Le fragment sur Zeus et Prométhée a été probablement écrit en 1942-1943 ; Plaintes d’Électre et reconnaissance d’Oreste, en 1942. Dans le premier de ces textes, la traduction d’un passage d’Agamemnon est différente de celle qu’on trouve dans les Intuitions pré-chrétiennes, et elle est plus complète. Dans le second, ce qui est traduit d’Électre comprend beaucoup plus que les quelques vers de la scène de la reconnaissance qui étaient traduits dans les Intuitions pré-chrétiennes, et même ces quelques vers sont traduits un peu différemment ici.

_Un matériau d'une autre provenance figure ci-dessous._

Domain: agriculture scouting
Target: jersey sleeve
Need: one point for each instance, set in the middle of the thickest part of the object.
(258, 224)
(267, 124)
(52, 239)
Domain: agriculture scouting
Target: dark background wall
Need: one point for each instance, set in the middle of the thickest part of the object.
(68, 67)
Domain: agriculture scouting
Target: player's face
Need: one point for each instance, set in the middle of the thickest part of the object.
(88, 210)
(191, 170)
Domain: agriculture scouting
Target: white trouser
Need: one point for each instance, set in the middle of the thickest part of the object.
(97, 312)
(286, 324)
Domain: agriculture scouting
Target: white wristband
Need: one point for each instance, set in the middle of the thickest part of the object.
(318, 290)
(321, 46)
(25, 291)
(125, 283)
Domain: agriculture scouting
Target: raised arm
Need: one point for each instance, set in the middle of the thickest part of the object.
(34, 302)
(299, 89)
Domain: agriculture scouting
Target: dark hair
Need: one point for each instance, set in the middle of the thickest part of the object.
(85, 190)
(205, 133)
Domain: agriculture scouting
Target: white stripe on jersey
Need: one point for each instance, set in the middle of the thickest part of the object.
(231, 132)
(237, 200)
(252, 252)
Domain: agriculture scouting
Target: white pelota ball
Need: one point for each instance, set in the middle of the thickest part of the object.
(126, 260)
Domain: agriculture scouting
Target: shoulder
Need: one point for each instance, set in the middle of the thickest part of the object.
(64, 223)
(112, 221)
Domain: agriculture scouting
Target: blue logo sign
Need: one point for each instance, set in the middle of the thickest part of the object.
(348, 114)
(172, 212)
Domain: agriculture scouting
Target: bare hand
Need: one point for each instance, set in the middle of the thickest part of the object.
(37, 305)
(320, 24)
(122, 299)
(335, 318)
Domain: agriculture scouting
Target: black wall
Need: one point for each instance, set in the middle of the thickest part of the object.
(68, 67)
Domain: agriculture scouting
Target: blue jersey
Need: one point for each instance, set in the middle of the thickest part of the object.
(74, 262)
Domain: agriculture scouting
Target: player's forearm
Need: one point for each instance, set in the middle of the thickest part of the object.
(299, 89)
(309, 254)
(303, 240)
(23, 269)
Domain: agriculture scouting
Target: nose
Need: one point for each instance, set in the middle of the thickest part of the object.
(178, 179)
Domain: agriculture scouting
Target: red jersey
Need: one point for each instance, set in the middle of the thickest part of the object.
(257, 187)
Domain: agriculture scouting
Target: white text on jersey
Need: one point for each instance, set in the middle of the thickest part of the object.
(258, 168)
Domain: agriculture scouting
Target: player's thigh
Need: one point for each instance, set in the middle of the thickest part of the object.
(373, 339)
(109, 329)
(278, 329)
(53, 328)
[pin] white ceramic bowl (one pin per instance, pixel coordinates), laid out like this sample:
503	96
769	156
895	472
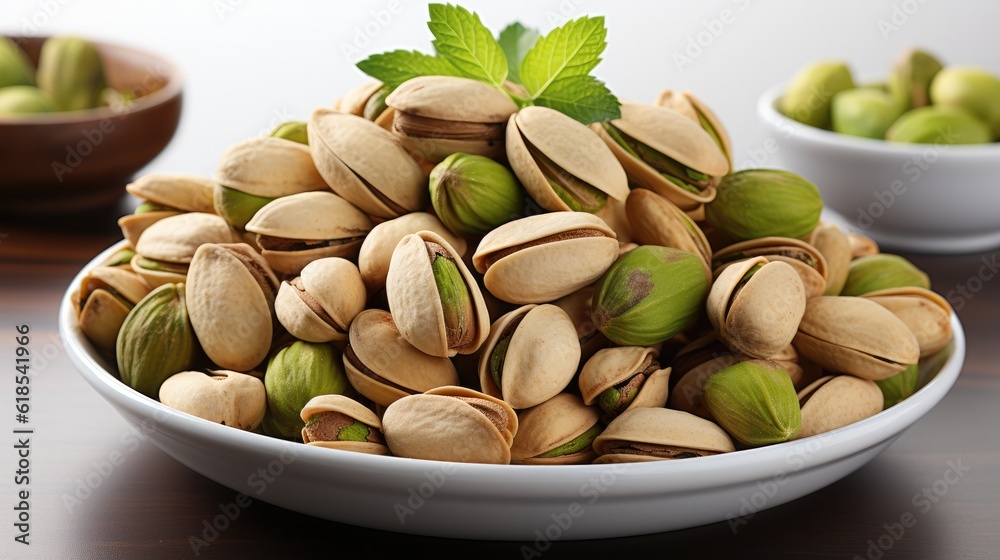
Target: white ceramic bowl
500	501
917	197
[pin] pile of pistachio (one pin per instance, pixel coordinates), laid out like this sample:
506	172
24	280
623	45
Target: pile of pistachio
436	274
922	102
70	77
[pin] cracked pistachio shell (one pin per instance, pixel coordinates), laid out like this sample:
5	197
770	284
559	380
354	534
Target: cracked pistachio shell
366	165
384	367
230	299
675	136
320	304
544	257
269	167
351	409
224	397
437	116
657	434
188	193
616	369
755	306
376	251
415	299
563	164
926	313
836	401
657	221
535	353
294	230
807	261
560	422
451	424
106	296
855	336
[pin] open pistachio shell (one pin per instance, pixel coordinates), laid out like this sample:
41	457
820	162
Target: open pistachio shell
855	336
531	355
658	434
544	257
926	313
756	306
833	402
561	163
339	422
366	165
421	305
230	298
556	432
384	367
320	304
294	230
451	424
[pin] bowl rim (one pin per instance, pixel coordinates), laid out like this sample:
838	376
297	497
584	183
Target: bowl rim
544	481
173	87
769	114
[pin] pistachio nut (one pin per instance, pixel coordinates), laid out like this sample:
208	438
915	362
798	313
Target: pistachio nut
437	116
685	103
880	272
531	355
623	378
320	303
71	71
165	248
855	336
658	434
648	295
939	124
451	424
224	397
836	401
666	152
562	163
926	313
339	422
756	306
473	195
105	297
559	431
807	261
657	221
545	257
808	97
295	374
899	387
433	297
384	367
294	230
231	300
756	203
376	251
366	165
754	401
156	340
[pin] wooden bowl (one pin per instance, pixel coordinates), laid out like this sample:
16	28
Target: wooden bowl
81	160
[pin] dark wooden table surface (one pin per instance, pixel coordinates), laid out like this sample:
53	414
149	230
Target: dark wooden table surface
148	505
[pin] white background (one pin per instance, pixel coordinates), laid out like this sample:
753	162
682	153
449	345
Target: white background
250	64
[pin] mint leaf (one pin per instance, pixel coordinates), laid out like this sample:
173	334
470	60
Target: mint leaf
395	67
584	98
516	40
462	39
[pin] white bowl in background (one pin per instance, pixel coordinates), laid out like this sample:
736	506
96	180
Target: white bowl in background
917	197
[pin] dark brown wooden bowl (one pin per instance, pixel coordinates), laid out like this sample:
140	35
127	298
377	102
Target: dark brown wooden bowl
76	161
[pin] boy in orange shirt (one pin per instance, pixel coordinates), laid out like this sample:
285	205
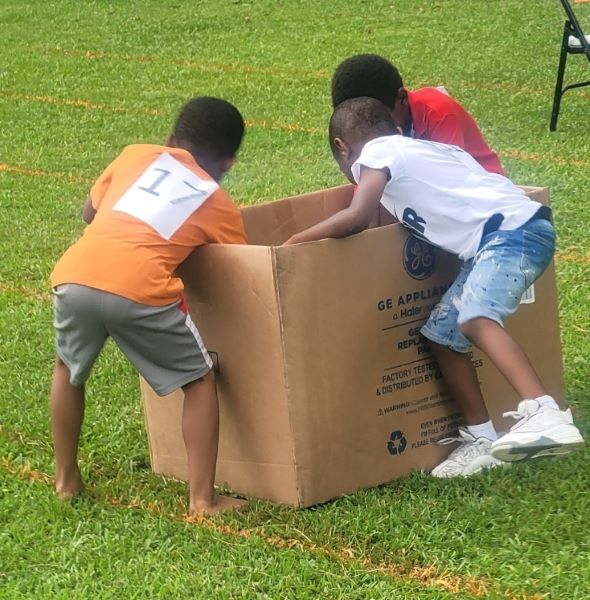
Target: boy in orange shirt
425	114
147	212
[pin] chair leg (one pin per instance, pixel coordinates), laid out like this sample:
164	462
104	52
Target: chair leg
559	82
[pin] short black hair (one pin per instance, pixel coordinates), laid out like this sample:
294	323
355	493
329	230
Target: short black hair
362	118
366	75
212	127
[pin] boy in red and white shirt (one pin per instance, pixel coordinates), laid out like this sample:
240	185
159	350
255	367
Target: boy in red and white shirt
150	208
505	241
424	114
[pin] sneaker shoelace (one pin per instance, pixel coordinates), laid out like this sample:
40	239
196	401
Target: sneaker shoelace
466	451
525	410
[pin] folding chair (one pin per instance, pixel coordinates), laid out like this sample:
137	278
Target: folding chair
573	42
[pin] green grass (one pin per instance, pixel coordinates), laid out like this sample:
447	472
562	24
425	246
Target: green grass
80	80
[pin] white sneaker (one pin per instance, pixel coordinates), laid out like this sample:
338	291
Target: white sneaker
469	458
540	431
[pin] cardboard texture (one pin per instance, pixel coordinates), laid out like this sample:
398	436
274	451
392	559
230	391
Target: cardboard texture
325	384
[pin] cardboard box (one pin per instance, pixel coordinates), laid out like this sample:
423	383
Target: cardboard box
325	385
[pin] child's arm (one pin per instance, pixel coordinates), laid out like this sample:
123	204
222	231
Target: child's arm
88	211
353	219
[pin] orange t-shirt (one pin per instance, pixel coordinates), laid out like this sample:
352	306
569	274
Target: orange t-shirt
154	205
436	117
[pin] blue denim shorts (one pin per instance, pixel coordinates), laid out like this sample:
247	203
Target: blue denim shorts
492	283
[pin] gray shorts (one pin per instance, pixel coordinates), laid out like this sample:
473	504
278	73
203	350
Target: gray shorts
161	342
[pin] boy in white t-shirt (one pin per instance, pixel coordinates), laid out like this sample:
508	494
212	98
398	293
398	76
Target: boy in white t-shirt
505	242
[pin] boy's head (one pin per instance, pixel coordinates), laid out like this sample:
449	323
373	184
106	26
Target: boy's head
353	123
373	76
210	129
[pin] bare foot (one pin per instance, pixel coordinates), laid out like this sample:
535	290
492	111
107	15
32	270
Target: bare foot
218	505
68	486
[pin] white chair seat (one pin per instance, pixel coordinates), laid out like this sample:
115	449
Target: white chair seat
574	42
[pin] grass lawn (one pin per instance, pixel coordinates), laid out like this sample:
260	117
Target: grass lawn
79	81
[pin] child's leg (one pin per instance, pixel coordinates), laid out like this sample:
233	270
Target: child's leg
200	429
461	379
506	264
506	354
80	336
67	413
450	347
166	348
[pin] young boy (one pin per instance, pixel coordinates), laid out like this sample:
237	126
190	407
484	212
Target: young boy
505	240
425	114
147	212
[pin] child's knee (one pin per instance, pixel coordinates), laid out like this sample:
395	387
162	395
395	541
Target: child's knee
473	328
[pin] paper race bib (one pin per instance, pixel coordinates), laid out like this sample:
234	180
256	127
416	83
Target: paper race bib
165	195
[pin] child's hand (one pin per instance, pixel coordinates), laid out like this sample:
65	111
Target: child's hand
292	240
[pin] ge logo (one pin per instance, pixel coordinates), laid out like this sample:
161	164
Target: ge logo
397	443
419	258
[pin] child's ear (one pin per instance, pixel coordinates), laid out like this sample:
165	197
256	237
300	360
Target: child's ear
227	164
402	97
342	147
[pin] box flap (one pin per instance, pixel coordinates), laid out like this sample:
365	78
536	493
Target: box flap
272	223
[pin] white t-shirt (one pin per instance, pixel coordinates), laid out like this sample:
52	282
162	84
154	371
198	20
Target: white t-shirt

L’article intitulé Antigone a été publié avant la guerre dans une petite revue d’usine : Entre nous, chronique de Rosières (16 mai 1936). Il a été retrouvé récemment par M. Jacques Cabaud, qui a cherché à Rosières, près de Bourges, cette revue introuvable ailleurs et fort rare là-bas. Une lettre publiée dans La Condition ouvrière (pp. 153-154), lettre que Simone Weil adressa en avril ou mai 1936 au directeur de l’usine, qui était aussi celui de la revue, montre dans quel dessein elle l’a écrit et en explique le caractère : « Je me demandais avec inquiétude comment j’arriverais à prendre sur moi d’écrire en me soumettant à des limites imposées, car il s’agit évidemment de vous faire de la prose bien sage, autant que j’en suis capable… Heureusement il m’est revenu à la mémoire un vieux projet qui me tient vivement au cœur, celui de rendre les chefs-d’œuvre de la poésie grecque (que j’aime passionnément) accessibles aux masses populaires. J’ai senti, l’an dernier, que la grande poésie grecque serait cent fois plus proche du peuple, s’il pouvait la connaître, que la littérature française classique et moderne. J’ai commencé par Antigone. Si j’ai réussi dans mon dessein, cela doit pouvoir intéresser et toucher tout le monde — depuis le directeur jusqu’au dernier manœuvre ; et celui-ci doit pouvoir pénétrer là-dedans presque de plain-pied, et cependant sans avoir jamais l’impression d’aucune condescendance, d’aucun effort accompli pour se mettre à sa portée. C’est ainsi que je comprends la vulgarisation. Mais j’ignore si j’ai réussi. »

La traduction du Printemps de Méléagre, qui termine la première partie, a été trouvée dans un des cahiers que Simone Weil laissa à New-York quand elle partit pour Londres en 1942.

Dieu dans Platon et les autres textes concernant Platon, ainsi que la traduction des fragments d’Héraclite et la note Dieu dans Héraclite, sont tirés des cahiers rédigés à Marseille et à New-York entre la fin de 1940 et le mois de novembre 1942.

Les notes sur Cléanthe, Phérécyde, Anaximandre et Philolaos ont été écrites à Londres en 1943. Elles ont été laissées dans l’ordre où elles se trouvent dans le manuscrit.

On a cherché à grouper dans la première partie ce qui concerne les poètes grecs, dans la seconde, ce qui concerne les philosophes. Dans la première partie, on a suivi l’ordre chronologique des auteurs grecs, mais il n’était pas possible de suivre cet ordre dans la seconde sans bouleverser parfois les textes de Simone Weil, et l’on a préféré suivre l’ordre chronologique des études elles-mêmes, non des sujets.

Il a semblé que ces textes, ainsi réunis, permettaient de saisir mieux qu’on n’avait pu le faire encore ce qu’est pour Simone Weil l’esprit de la Grèce et quelle part a la source grecque dans sa pensée.